This week, we’re kicking off a new chapter in our blog: Micromate™ case report.
We’re doing it because you can’t just talk the talk, you need to walk the walk, and nothing comes closer to experiencing Micromate™‘s skillset than having real cases portrayed by actual physicians that are currently using it.
For our first case report, we head out to the Ordensklinikum Linz Barmherzige Schwestern Hospital’s Department of Diagnostic and Interventional Radiology, in an intervention led by Dr. Alexander Kupferthaler.
Clinical Context
Patient’s profile: 43-year-old female, with breast cancer and colon carcinoma, and a single metastasis in liver segment VIII, histologically proven to be a secondary blastomatous lesion from breast cancer.
Reasoning for Robotic Approach
Surgical removal of the breast and colon primary tumor was the preferred treatment. The single liver metastasis was treated with a percutaneous, robotic-guided Microwave Ablation using Angio CT/MRI fusion, as the lesion was not detectable using Ultrasound or CT.
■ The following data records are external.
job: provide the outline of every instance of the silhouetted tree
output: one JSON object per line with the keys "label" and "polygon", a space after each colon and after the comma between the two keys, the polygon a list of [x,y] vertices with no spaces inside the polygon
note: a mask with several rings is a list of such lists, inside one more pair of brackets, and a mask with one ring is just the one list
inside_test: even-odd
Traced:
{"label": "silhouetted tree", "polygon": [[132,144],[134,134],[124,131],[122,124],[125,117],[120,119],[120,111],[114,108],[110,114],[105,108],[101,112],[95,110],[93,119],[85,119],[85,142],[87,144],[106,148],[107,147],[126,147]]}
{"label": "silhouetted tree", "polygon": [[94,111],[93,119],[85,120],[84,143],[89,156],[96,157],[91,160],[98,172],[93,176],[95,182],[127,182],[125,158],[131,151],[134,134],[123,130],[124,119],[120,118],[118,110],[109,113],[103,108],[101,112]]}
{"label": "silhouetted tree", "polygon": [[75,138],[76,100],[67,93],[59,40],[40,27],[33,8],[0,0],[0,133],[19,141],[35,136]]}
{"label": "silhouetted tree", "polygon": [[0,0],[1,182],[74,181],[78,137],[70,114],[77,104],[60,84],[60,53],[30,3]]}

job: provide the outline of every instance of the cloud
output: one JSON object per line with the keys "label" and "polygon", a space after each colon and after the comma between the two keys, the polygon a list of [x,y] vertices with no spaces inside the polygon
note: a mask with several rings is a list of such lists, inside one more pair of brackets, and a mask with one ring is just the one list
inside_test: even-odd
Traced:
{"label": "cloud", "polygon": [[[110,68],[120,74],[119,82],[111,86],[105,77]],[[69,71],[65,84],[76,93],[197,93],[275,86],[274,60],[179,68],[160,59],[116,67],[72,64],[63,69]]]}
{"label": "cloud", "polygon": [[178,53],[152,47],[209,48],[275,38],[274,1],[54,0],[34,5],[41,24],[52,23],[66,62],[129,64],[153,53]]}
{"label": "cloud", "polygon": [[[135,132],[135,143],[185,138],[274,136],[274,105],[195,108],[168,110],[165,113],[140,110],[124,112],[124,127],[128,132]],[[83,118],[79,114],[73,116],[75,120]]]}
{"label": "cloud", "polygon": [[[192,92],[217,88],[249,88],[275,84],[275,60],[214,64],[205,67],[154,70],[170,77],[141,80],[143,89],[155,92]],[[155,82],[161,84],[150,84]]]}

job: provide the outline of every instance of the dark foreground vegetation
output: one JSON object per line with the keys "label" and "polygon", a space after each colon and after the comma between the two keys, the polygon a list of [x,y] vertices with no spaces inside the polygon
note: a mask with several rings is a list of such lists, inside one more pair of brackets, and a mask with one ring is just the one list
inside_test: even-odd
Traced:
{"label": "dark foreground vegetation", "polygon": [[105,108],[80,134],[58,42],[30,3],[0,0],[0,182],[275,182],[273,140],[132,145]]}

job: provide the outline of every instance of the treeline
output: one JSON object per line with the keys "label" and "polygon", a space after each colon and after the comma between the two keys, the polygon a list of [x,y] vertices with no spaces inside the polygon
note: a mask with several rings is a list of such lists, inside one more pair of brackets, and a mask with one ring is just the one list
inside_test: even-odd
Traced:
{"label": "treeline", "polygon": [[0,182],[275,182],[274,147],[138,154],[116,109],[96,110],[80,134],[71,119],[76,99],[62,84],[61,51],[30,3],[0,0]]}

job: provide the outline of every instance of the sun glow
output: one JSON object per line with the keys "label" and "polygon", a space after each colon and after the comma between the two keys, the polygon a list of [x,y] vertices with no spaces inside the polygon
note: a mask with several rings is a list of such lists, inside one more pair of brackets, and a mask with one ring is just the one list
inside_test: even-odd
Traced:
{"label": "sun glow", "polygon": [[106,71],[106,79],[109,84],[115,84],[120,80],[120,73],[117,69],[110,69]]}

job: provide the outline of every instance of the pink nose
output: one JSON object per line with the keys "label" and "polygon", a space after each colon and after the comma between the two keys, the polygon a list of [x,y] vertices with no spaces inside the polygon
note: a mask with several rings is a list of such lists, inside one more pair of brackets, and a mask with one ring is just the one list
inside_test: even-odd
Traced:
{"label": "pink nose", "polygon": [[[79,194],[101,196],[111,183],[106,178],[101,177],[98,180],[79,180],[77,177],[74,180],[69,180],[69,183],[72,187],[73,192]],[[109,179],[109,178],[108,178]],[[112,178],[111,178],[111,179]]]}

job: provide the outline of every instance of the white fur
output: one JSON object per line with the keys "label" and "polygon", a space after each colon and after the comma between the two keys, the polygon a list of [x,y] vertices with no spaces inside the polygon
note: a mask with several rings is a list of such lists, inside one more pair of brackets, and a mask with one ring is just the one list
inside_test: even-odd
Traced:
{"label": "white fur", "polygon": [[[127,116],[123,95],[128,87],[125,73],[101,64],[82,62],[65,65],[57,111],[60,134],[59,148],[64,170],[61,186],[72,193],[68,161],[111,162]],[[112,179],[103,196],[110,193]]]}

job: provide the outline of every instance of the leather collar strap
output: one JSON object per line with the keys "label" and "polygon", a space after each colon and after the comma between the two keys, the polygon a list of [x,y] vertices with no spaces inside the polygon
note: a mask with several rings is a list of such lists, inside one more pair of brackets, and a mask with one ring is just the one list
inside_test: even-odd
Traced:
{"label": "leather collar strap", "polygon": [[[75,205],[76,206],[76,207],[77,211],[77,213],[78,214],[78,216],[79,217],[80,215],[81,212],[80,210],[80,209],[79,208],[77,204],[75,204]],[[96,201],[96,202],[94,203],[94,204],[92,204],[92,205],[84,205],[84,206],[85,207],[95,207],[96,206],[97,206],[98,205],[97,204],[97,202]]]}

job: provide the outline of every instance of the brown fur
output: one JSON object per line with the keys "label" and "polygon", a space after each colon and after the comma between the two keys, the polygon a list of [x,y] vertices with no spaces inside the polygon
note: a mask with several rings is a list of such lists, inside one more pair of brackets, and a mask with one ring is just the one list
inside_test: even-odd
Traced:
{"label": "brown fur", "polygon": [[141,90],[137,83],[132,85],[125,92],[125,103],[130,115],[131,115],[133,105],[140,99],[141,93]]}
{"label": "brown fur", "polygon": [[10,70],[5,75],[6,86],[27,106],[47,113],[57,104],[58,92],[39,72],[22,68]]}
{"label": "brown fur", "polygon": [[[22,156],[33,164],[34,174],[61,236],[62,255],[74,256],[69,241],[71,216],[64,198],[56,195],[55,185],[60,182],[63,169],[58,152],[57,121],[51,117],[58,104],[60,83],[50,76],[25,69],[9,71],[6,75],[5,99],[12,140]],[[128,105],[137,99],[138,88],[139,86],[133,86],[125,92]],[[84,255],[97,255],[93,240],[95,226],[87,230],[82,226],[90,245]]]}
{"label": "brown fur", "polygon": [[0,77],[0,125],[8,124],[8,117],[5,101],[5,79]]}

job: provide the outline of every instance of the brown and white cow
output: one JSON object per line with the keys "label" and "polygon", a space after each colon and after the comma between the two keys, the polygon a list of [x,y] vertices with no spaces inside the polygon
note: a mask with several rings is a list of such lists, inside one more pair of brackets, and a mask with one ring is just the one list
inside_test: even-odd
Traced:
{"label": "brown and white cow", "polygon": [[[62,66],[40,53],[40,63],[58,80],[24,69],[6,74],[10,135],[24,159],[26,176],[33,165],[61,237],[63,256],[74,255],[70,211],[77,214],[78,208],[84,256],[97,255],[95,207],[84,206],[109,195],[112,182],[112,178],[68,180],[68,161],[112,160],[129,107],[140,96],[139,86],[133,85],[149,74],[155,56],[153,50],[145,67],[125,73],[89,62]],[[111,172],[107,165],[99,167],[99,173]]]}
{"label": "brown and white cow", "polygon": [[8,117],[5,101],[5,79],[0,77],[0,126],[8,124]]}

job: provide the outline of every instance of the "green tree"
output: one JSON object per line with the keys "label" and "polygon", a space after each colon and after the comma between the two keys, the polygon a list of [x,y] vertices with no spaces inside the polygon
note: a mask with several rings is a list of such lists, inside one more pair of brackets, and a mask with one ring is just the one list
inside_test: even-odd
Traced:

1) Pre-operative MRI and CT scan. MR clearly shows the metastasis in liver segment VIII, detectability on CT is low to none;
2-3) Coronal and transversal planes of fused AngioCT/MRI volumes with planned needle entry, path and target;
4) Microwave ablation needle positioned according to the surgical plan;
5) Clinical setup overview during the ablation step;
6) The final ablation zone as shown on follow-up MRI.
Interventional Procedure
Image fusion and planning were performed using a Philips Allura Xper FD20 angiography device and the Xper Guide planning software.
The Micromate™ device was gross-positioned near the predefined entry-point and remotely controlled for alignment to the surgical plan under fluoroscopic live imaging.
After robotic alignment, the 15G microwave needle was inserted along the predefined trajectory through the Micromate™ needle guide, again under fluoroscopic live imaging.
Ablation was then performed with 100W of power for 4 minutes, resulting in an ellipsoid-shaped ablation zone with a good safety margin.
Six months after treatment, the patient is in complete remission, showing no signs of vital tumor in the liver.
Key Takeaways
Micromate™ helped the clinical team critically increase the likelihood of reaching the liver metastasis for treatment, whose texture rendered it almost undetectable in CT and US.
Micromate™’s live-imaging capabilities made operating soft tissue such as the liver more seamless, since they allow to compensate target displacement in real-time.